И сейчас же под домом блеснул, точно спичка, огонь, сухо треснуло что-то и раскололо тяжелым раскатом ночь.

Толпа замерла и отхлынула. От волнения на миг заколотились сердца. Но Хома поднял упавший дух.

— Го-го! Он еще стреляет? Бей его... бей!..

Это «бей» обожгло тело, как кнутом, оторвало ноги от земли, погнало, лишая соображения, вперед — в общем движении и дыхании, под натиском силы, вдруг пробудившейся от дремоты, подобно тому как подо льдом пробуждается река.

Темная прихожая застонала от топота ног, и под тяжестью тел, сбившихся в груду, задрожала лестница.

Фата Моргана i_024.png

Где Леля? Никто не знал. Тут ли он или, может, убежал, бьют его или только ловят. Тело наваливалось на тело и чувствовало позади себя горячее дыхание, гнавшее вперед. У дверей произошла давка, а снизу все напирали. Двери были заперты. Хома старался их высадить плечом, и в густой темноте, в которой не видно было лица соседа, раздавались глухие удары, трещали сухие доски.
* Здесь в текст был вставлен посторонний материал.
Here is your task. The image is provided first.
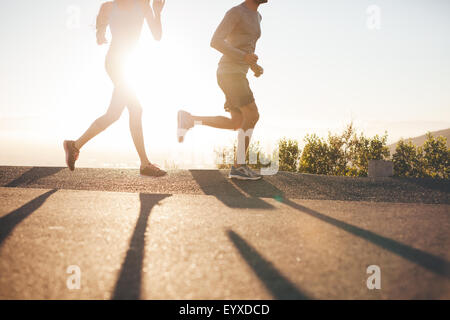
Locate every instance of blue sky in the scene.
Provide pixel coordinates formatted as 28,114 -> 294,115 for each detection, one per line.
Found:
0,0 -> 450,167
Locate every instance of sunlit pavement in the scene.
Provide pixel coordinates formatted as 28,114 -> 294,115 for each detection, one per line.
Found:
0,167 -> 450,299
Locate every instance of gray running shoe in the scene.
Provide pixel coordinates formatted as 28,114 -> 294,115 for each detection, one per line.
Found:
228,166 -> 262,180
177,110 -> 194,143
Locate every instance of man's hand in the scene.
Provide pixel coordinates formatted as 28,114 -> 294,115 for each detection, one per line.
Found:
250,63 -> 264,78
153,0 -> 166,16
244,53 -> 258,66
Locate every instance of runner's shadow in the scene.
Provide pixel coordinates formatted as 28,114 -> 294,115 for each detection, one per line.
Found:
227,230 -> 308,300
4,167 -> 64,188
241,180 -> 450,278
112,193 -> 170,300
283,199 -> 450,278
0,189 -> 58,247
189,170 -> 273,209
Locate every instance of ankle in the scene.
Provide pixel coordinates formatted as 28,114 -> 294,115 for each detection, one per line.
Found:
73,140 -> 82,151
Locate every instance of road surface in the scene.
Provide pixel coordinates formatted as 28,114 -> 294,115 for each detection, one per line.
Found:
0,167 -> 450,299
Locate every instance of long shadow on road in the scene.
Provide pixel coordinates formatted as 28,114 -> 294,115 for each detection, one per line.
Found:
112,193 -> 170,300
0,189 -> 58,247
189,170 -> 273,209
227,230 -> 308,300
240,180 -> 450,278
4,167 -> 64,188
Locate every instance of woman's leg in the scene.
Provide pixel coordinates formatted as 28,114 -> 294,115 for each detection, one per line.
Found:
127,90 -> 150,168
192,110 -> 243,130
75,87 -> 125,150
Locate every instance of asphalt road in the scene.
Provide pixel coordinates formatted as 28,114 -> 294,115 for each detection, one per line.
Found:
0,167 -> 450,299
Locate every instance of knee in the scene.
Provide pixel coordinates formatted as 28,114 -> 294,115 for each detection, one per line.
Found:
246,110 -> 259,128
253,110 -> 259,125
129,105 -> 142,120
231,116 -> 243,130
96,112 -> 120,127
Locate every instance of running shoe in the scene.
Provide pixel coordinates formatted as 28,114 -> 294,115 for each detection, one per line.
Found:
64,140 -> 80,171
242,165 -> 262,179
228,166 -> 262,180
177,110 -> 194,143
140,163 -> 167,177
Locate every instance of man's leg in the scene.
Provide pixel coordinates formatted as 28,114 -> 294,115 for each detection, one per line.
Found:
192,110 -> 244,130
235,102 -> 259,167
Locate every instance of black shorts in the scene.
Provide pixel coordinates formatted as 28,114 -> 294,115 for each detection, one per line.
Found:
217,73 -> 255,112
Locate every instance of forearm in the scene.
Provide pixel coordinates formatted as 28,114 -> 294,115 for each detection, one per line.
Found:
147,10 -> 162,40
211,36 -> 247,61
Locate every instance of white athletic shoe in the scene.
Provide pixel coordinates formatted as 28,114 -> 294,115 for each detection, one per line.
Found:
177,110 -> 194,143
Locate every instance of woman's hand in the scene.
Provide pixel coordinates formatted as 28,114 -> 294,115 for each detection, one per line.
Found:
153,0 -> 166,16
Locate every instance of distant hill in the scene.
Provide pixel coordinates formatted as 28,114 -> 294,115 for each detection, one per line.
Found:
388,128 -> 450,155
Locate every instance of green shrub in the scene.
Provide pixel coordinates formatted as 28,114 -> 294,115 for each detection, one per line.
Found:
278,138 -> 300,172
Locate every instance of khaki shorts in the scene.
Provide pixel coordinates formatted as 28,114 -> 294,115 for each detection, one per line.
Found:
217,73 -> 255,112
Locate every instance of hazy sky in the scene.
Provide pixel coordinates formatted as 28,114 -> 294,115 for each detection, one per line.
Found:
0,0 -> 450,167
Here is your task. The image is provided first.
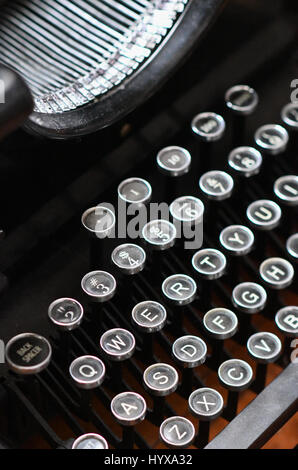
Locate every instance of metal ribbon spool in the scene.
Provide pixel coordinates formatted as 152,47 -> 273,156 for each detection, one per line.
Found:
0,0 -> 222,138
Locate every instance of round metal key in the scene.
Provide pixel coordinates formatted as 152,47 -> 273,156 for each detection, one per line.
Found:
281,103 -> 298,131
274,175 -> 298,206
286,233 -> 298,261
199,170 -> 234,201
172,335 -> 207,368
142,219 -> 177,251
131,300 -> 167,333
157,145 -> 191,177
143,363 -> 179,397
81,271 -> 116,302
191,112 -> 226,142
232,282 -> 267,314
246,199 -> 282,230
170,196 -> 204,225
228,147 -> 263,178
69,356 -> 106,390
100,328 -> 136,361
247,331 -> 282,364
255,124 -> 289,155
192,248 -> 227,280
111,392 -> 147,426
219,225 -> 255,256
162,274 -> 197,305
225,85 -> 259,116
81,205 -> 116,238
159,416 -> 196,449
259,258 -> 295,289
218,359 -> 253,392
188,387 -> 224,421
5,333 -> 52,375
275,305 -> 298,338
203,307 -> 238,340
48,297 -> 84,331
118,178 -> 152,205
72,433 -> 109,450
112,243 -> 146,275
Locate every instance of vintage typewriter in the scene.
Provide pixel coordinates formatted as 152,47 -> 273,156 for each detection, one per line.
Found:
0,0 -> 298,450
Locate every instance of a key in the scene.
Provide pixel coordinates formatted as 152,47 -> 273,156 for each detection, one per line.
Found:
48,297 -> 84,364
81,271 -> 117,331
199,170 -> 234,201
225,85 -> 259,116
191,112 -> 226,174
203,307 -> 238,367
5,333 -> 52,375
232,282 -> 267,343
156,145 -> 191,178
156,145 -> 191,201
219,225 -> 255,256
188,387 -> 224,449
228,147 -> 263,178
247,331 -> 282,393
143,363 -> 179,425
111,392 -> 147,449
131,300 -> 167,362
100,328 -> 136,391
255,124 -> 289,155
246,199 -> 282,256
111,243 -> 146,275
170,196 -> 205,252
199,170 -> 234,231
281,103 -> 298,132
172,335 -> 207,397
259,257 -> 295,290
81,205 -> 116,269
225,85 -> 259,145
71,433 -> 109,450
191,248 -> 227,309
161,274 -> 197,334
69,355 -> 106,420
159,416 -> 195,449
118,177 -> 152,206
218,359 -> 253,421
286,233 -> 298,263
142,219 -> 177,281
246,199 -> 282,230
274,175 -> 298,206
275,305 -> 298,363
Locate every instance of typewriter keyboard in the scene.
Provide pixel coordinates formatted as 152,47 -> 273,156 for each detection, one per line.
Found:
0,24 -> 298,449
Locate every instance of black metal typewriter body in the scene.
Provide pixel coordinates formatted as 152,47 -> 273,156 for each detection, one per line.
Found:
0,1 -> 298,449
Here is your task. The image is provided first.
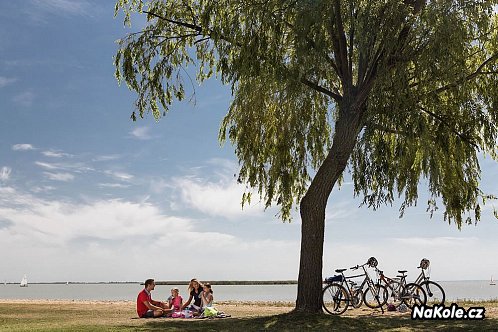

Вдруг дверь подалась, и оттуда пахнуло, будто из бездны. Люди бросились вперед — в черную пропасть.

— Постойте, сейчас! — крикнул Хома.

Прошла минута.

И произошло чудо, короткий сон, ослепивший всех. Электрический свет внезапно залил большую комнату, словно кто-то махнул серебряным крылом, и отразился на паркете, в ряде больших зеркал, в золоте рам. Белые занавеси, как облачка на весеннем небе, слегка покачивались на окнах, зеленые деревья склонялись над шелком мебели, этажерки с безделушками блестели, как царские врата, а трехногий рояль, словно черный сказочный зверь, открыл широкую пасть и — освещенный — скалил блестящие белые большие зубы. Эта перемена была так неожиданна, что взволнованная толпа застыла, и лица, заполнив все зеркала, едва помещались в рамах.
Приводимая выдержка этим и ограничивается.